Malicious components, counterfeit parts, or hardware backdoors in ASICs and FPGAs. A compromised radiation-hardened processor could provide persistent, undetectable access for the entire mission lifetime. Radiation-hardened components have a very limited supplier base — often single-source — creating concentration risk. Counterfeit components entering the supply chain through grey-market distributors are a documented problem in defence procurement.
Malicious code inserted into third-party libraries, operating systems, or flight software components during development. The SolarWinds attack in 2020 demonstrated how a single compromised software build environment can affect thousands of organisations globally, the same vector applies directly to spacecraft flight software. A compromised open-source library embedded in flight software could activate post-launch, exfiltrating mission data or awaiting a trigger command.
SPARTA EXF-0008 describes attackers breaching development environments pre-launch to embed telemetry taps, extended logging, or data export features into flight builds. These activate post-launch, exfiltrating mission data through legitimate downlink channels. The attack is invisible until the data exfiltration is detected, which requires monitoring of telemetry anomalies at the Indicators of Behaviour level.
Spacecraft use COTS components at an unprecedented scale, particularly in small satellites and mega-constellations. Long development timelines of 3–7 years mean components sourced years ago may have unknown vulnerabilities that were discovered after procurement. Radiation-hardened components have a very limited supplier base, creating concentration risk that has no equivalent in commercial IT. Many aerospace suppliers are SMEs with limited cybersecurity maturity; they are the weakest link in a supply chain that feeds directly into national security assets.
The Space ISAC reported approximately 25 space-sector organisations targeted by ransomware in 2024, many via supply chain vectors. A January 2026 Crisis24 analysis noted that thousands of small satellites for logistics, broadband, and remote sensing increase the number of supply chain attack points exponentially.
A comprehensive supply chain security programme for space missions requires controls across the full lifecycle: from component procurement through launch and into operations.
Software Bill of Materials (SBOM): Know every component in your flight software stack — every library, every dependency, every version. An SBOM enables rapid assessment when a new CVE is disclosed in a component that may be embedded in your FSW.
Hardware provenance tracking: Chain of custody for every physical component, from manufacturer through integration. This is the hardware equivalent of an SBOM.
Developer environment security: CI/CD pipeline hardening, code signing, access controls, and anomaly monitoring for the build environment. SPARTA EXF-0008 attacks the build environment — securing it requires Zero Trust principles applied to the development workflow.

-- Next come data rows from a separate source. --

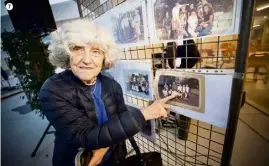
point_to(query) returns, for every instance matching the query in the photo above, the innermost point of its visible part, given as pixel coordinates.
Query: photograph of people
(186, 89)
(167, 23)
(137, 82)
(128, 26)
(206, 26)
(192, 18)
(86, 108)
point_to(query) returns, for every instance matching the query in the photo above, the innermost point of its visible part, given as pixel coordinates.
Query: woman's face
(191, 6)
(206, 9)
(86, 62)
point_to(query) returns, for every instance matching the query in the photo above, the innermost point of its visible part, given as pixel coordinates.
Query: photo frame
(137, 82)
(217, 95)
(177, 20)
(142, 87)
(129, 25)
(148, 130)
(189, 87)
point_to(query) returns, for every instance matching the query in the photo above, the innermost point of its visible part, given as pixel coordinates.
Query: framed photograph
(185, 19)
(189, 88)
(135, 77)
(129, 24)
(214, 93)
(148, 130)
(137, 83)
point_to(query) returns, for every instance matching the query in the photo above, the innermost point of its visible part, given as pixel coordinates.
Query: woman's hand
(98, 156)
(158, 109)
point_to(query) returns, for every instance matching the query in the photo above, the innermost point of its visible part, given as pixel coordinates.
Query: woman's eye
(96, 52)
(77, 48)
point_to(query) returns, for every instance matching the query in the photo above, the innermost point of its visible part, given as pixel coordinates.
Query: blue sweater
(100, 108)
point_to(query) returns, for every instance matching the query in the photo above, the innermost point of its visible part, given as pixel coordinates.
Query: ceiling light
(263, 7)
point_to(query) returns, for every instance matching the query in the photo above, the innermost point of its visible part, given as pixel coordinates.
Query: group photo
(179, 19)
(137, 83)
(128, 27)
(186, 89)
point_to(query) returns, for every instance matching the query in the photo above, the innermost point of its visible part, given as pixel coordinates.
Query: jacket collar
(105, 83)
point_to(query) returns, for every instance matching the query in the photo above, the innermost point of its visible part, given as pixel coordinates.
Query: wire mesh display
(180, 140)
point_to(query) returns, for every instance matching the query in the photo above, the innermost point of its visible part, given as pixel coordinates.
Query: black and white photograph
(137, 83)
(180, 19)
(189, 90)
(129, 25)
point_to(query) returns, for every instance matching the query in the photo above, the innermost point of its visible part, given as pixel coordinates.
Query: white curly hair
(81, 33)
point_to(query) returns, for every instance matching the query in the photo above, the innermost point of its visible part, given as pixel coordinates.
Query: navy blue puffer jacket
(68, 105)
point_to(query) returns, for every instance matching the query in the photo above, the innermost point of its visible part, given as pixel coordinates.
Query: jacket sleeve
(75, 127)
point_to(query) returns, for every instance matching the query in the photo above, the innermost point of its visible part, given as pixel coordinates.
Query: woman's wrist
(145, 114)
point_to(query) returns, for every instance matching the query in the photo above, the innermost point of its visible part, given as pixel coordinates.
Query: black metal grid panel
(204, 142)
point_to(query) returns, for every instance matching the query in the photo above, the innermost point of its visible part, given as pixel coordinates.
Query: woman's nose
(87, 57)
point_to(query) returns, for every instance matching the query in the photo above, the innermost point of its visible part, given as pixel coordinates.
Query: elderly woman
(86, 108)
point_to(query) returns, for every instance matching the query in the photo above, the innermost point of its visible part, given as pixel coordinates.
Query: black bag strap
(135, 146)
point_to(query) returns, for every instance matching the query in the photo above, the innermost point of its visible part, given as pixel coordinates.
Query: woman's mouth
(85, 68)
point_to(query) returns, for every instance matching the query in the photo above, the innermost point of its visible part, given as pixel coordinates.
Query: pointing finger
(168, 98)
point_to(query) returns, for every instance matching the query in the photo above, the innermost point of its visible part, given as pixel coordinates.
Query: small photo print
(128, 27)
(137, 83)
(180, 19)
(189, 91)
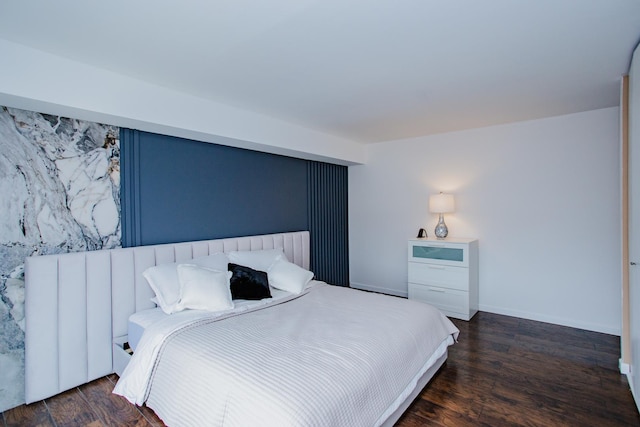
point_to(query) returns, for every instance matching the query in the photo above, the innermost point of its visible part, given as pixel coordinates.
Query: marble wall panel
(59, 186)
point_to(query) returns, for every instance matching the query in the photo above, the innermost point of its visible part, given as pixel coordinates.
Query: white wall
(542, 196)
(38, 81)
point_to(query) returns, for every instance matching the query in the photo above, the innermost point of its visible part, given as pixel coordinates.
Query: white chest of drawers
(444, 273)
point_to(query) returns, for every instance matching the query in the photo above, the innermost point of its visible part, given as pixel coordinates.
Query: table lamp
(441, 204)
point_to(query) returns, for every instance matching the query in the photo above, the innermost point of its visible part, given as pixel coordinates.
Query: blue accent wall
(176, 190)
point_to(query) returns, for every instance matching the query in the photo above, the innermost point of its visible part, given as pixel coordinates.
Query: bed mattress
(332, 356)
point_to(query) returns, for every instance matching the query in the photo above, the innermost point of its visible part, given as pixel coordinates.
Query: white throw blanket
(331, 357)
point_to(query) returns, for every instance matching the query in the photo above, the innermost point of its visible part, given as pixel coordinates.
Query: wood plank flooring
(504, 371)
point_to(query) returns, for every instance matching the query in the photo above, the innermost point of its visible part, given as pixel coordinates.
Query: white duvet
(329, 357)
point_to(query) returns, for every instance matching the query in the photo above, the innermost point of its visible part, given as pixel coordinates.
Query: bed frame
(77, 304)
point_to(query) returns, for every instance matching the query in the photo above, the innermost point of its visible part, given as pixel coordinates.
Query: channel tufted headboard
(78, 304)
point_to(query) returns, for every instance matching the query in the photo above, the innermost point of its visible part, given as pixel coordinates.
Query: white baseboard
(550, 319)
(625, 368)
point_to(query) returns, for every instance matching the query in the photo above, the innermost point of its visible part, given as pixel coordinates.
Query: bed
(318, 355)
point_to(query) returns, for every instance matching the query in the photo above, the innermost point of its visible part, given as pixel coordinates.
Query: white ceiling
(365, 70)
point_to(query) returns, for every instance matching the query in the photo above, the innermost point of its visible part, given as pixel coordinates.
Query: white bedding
(140, 321)
(331, 356)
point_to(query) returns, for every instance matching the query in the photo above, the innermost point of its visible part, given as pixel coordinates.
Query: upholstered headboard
(76, 304)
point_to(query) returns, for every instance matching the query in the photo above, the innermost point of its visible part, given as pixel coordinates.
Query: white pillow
(289, 277)
(258, 260)
(164, 281)
(204, 289)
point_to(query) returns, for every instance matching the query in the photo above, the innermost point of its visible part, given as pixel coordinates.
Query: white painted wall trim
(34, 80)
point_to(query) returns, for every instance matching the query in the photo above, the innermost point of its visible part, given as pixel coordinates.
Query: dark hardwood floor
(503, 371)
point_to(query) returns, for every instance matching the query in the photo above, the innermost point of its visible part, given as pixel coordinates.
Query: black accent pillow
(247, 283)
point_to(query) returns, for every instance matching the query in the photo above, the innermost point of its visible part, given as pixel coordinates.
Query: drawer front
(447, 300)
(443, 276)
(456, 254)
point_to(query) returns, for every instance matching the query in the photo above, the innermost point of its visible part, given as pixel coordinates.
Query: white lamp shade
(441, 203)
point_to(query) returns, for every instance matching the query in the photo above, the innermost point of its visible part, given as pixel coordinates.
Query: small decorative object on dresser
(445, 274)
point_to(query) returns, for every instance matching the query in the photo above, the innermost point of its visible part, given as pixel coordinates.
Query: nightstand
(444, 273)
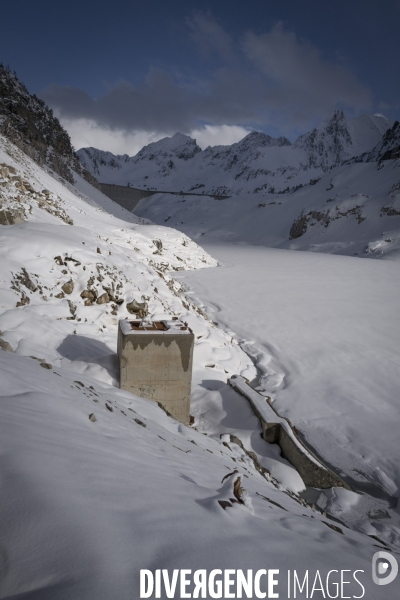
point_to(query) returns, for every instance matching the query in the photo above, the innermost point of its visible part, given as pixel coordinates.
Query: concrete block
(156, 363)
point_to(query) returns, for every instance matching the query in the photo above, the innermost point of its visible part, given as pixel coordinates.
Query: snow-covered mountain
(256, 164)
(98, 483)
(31, 125)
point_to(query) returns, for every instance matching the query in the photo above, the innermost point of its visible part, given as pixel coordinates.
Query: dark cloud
(264, 79)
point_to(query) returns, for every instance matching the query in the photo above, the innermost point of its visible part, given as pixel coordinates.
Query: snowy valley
(98, 483)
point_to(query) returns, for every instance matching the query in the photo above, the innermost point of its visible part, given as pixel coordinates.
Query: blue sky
(122, 73)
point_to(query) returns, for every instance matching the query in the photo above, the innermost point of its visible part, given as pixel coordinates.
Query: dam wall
(128, 197)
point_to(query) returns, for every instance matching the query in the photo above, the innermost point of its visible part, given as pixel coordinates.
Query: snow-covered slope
(88, 502)
(256, 164)
(352, 209)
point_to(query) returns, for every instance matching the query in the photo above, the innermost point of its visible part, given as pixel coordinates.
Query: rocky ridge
(27, 122)
(256, 164)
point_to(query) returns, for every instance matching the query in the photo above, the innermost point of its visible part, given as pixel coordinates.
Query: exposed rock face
(258, 163)
(31, 125)
(68, 287)
(11, 217)
(139, 308)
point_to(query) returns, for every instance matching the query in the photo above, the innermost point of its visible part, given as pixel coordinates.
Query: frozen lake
(325, 331)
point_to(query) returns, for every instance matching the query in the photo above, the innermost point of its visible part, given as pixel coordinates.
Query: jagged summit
(30, 124)
(337, 139)
(179, 145)
(258, 163)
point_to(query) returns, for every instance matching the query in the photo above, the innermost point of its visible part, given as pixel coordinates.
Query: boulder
(103, 299)
(68, 287)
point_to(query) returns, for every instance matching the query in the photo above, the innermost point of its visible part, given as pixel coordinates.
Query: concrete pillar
(156, 363)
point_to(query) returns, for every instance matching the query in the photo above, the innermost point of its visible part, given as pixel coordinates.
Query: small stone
(5, 346)
(103, 299)
(68, 287)
(46, 365)
(88, 294)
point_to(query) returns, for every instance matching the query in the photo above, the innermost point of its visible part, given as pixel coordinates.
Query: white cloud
(273, 80)
(218, 135)
(85, 133)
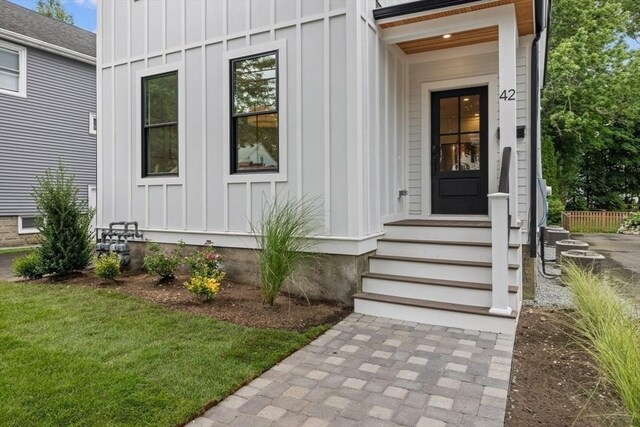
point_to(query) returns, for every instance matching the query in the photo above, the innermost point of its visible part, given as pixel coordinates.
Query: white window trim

Contractor security assessments: Require all suppliers to meet minimum cybersecurity standards aligned to NIST SP 800-161 (Supply Chain Risk Management) and ISO 27001 Annex A.15.
Pre-launch security review: An independent assessment of the mission's supply chain risk posture before launch — the last opportunity to identify compromised components before they are permanently beyond reach.
SPARTA maps specific countermeasures to each IA-0001 sub-technique. Hardware compromise is addressed through hardware provenance controls and trusted supplier programmes. Software compromise is addressed through code signing, SBOM management, and developer environment security. Development environment compromise requires Zero Trust architecture for all development systems, with no implicit trust for any developer, vendor, or contractor.
These controls align to NIST SP 800-161 (Supply Chain Risk Management) and the UK MOD Defence Cyber Check supply chain requirements, which are increasingly applicable to space contractors in the UK defence sector.
The supply chain is the adversary's preferred route into a space mission; it is stealthy, persistent, and often impossible to detect post-launch. A vulnerability embedded pre-launch may not be exploited until years into the mission. Security must be built into the supply chain from the earliest design phase, not bolted on at launch readiness review.